An diesen Vorwürfen ist viel dran, vor allem verfängt das Argument mit der Aushöhlung des Wahlvorgangs selbst durch demonstrative Inhaltsleere: Worüber sollen die Wähler schließlich befinden, wenn die Parteien sich weigern, konkrete Politikangebote zu unterbreiten?

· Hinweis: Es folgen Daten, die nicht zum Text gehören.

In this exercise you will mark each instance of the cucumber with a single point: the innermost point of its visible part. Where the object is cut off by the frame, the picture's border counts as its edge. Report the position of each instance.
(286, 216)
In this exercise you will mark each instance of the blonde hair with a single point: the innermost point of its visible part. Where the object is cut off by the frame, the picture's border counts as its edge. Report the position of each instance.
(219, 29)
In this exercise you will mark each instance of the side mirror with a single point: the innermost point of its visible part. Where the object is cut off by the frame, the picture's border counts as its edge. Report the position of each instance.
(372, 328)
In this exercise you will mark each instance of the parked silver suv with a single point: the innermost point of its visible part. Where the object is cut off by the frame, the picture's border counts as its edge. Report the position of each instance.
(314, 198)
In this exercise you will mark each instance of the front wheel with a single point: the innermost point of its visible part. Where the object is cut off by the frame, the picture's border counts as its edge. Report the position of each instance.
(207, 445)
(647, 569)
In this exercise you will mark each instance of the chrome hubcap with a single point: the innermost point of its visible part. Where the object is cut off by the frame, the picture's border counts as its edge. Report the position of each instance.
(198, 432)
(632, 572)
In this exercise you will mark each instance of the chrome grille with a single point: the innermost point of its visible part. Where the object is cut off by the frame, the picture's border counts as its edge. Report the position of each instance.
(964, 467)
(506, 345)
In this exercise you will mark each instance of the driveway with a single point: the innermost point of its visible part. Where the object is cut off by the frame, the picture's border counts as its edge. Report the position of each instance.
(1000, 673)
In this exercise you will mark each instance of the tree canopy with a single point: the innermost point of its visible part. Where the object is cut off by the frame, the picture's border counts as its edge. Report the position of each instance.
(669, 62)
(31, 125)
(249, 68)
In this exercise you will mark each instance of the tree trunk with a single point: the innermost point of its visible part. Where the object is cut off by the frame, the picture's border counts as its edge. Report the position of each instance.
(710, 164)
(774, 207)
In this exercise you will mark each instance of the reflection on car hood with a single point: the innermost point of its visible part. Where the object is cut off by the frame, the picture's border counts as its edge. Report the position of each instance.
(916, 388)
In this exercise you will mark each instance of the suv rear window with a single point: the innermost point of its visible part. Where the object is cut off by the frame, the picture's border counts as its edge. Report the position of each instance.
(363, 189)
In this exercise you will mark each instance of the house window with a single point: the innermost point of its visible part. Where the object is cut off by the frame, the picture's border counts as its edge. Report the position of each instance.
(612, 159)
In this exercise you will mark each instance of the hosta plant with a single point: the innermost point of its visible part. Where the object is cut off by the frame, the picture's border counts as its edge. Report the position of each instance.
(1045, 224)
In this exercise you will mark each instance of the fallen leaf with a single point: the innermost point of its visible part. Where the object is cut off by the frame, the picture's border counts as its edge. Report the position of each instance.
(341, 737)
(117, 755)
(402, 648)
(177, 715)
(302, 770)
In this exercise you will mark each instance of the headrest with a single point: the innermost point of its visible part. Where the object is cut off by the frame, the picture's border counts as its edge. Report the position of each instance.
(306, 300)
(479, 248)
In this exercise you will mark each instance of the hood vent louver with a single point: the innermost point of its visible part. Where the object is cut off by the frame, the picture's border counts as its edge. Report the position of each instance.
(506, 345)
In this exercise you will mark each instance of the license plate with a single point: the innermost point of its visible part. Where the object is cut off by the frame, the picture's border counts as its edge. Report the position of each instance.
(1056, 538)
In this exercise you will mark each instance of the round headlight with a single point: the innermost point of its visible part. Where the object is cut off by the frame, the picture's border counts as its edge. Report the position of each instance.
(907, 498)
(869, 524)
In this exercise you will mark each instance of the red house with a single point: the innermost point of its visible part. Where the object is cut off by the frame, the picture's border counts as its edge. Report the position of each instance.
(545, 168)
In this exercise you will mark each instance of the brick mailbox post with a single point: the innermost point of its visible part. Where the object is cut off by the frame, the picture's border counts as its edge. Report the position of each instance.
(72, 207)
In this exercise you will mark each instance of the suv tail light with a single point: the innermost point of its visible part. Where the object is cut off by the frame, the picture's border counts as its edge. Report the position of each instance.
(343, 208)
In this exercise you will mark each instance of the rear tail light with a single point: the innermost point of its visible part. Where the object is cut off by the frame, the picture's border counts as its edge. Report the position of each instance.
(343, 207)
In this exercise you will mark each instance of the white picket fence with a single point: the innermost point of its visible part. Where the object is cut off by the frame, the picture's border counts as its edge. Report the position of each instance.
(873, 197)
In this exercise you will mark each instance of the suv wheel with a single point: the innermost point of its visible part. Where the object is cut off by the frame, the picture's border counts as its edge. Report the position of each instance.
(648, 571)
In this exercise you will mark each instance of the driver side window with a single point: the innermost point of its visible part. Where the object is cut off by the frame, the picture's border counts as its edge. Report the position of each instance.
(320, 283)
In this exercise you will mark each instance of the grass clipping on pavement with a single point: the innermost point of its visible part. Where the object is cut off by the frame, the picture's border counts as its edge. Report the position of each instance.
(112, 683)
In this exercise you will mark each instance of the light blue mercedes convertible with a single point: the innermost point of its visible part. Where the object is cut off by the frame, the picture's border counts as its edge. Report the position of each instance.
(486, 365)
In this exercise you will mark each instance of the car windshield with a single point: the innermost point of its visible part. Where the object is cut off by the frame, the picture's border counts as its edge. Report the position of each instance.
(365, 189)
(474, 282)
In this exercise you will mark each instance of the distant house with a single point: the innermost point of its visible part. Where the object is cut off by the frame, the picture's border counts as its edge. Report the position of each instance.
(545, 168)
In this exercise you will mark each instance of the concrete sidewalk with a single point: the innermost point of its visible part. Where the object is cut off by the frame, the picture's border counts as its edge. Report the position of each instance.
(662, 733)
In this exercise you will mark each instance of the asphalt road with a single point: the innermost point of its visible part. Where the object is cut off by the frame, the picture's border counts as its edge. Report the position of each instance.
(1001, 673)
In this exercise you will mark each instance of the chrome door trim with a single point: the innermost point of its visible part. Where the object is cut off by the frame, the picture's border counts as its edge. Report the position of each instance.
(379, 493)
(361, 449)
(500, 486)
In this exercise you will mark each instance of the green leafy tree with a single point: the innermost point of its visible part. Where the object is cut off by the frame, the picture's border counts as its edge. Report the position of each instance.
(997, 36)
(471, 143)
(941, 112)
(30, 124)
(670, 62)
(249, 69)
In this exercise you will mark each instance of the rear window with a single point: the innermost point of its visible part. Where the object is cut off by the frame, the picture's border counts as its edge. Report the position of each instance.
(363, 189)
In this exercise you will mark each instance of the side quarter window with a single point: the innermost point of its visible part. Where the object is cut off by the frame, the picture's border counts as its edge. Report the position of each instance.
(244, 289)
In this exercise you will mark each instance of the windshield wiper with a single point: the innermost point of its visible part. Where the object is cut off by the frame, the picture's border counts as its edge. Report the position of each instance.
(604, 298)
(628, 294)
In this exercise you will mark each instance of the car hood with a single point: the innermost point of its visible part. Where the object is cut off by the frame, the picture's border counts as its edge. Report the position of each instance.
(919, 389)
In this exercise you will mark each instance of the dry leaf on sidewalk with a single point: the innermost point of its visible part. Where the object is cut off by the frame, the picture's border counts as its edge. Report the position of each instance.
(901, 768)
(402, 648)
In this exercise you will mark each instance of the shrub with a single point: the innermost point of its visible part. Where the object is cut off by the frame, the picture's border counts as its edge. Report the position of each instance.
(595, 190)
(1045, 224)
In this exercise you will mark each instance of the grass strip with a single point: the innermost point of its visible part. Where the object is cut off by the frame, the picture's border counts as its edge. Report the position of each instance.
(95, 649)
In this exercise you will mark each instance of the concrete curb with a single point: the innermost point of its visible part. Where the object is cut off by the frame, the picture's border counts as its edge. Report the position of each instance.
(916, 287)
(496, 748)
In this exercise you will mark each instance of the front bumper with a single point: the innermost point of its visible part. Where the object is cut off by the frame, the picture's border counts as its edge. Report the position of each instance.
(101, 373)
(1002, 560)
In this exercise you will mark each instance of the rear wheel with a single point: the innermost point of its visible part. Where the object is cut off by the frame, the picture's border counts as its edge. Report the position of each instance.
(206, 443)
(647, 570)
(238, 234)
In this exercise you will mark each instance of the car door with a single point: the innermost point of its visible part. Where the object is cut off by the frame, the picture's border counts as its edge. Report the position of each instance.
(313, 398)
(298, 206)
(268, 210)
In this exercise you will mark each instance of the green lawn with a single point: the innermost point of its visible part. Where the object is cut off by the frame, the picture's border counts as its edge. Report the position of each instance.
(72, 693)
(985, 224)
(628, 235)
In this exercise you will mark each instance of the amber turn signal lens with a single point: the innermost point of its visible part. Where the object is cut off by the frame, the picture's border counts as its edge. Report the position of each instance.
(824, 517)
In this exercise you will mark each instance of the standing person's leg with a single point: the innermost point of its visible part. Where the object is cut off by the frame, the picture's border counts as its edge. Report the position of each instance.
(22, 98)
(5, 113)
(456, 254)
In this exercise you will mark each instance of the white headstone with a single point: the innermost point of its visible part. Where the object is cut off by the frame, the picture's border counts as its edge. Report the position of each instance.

Die Parteien tragen hierfür Verantwortung, allerdings nicht als Einzige. Die Kritiker sollten es sich nicht zu einfach machen. Vielleicht erinnern sich manche noch an den deutschen Wahlkampf 2005. Damals setzte Angela Merkel aus der Opposition heraus erstmals zum Sprung ins Kanzleramt an, in dem noch Gerhard Schröder residierte. An ihrer Seite stand damals der Verfassungsjurist und Steuerexperte Paul Kirchhof. Dieser hatte ein umfassendes und radikales Steuerreformkonzept ausgearbeitet, mit dem die Union in den Lagerwahlkampf zog.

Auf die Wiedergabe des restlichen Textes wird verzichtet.